By convention, compiled programs start executing their main() function. For example, in this Rust program:

fn print_world() {
    println!(" world");
}

fn main() {
    print!("hello");
    print_world();
}

the first thing that happens is "hello" is printed because it is the first thing that happens in main(). It doesn't matter that print_world() is defined first.

Perhaps you know that main() is not actually the first thing that executes when your program runs. The first thing that happens is a _start() function is executed which calls main(). _start() is defined by the C runtime which is injected into your program by the linker. See Matt Godbolt's 2018 CppCon talk "The Bits Between the Bits: How We Get to main()".

You can demonstrate this by writing a small assembly program. To keep things small, our program will simply exit with a distinctive code (I like 123) so that we can recognize that something happened.

_start:
  movl $60,  %eax
  movq  $123,  %rdi
  syscall

.global _start

Run this with:

clang -o main main.s -nostdlib -nodefaultlibs && ./main
# exit 123

What is so special about _start? Is it compulsory to use a symbol called _start, or could we use a symbol called begin?

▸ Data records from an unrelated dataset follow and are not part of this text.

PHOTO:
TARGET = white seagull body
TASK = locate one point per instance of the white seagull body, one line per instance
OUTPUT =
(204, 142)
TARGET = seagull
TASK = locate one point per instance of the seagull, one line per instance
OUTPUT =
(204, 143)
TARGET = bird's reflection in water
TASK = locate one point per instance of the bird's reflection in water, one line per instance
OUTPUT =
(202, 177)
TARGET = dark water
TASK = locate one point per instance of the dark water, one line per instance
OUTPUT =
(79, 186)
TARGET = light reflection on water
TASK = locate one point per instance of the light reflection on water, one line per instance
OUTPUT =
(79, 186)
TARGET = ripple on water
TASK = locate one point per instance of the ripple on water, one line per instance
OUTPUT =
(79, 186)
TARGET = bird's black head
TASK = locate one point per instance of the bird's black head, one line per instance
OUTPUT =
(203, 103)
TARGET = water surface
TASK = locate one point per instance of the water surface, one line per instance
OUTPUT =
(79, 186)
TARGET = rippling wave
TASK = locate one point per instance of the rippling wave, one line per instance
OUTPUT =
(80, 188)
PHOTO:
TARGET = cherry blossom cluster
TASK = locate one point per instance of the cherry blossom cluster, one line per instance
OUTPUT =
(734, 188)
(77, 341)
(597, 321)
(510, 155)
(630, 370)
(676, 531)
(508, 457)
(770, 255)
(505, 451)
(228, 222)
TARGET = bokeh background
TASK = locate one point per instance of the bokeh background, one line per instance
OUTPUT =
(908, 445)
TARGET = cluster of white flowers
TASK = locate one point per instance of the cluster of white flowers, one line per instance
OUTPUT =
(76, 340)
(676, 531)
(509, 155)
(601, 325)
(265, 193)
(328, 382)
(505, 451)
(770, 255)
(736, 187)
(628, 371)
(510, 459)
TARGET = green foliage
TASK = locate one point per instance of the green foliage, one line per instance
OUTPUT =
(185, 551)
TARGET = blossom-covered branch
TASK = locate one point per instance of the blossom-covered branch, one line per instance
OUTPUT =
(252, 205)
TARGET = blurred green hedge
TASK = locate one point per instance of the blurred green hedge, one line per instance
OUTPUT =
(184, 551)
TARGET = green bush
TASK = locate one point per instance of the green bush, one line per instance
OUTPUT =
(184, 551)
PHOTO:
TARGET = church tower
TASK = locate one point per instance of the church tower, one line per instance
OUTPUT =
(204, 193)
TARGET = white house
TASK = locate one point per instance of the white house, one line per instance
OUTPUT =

In short: you can use any symbol as the entry point to a program, you just have to write a linker script to do so.

A linker script is an argument to the linker that specifies exactly how the final executable should be laid out. Writing your own linker script gives you full control over the order of sections in the executable. This is important when you are writing something like an operating system where your binary must have a defined shape to be used by the bootloader.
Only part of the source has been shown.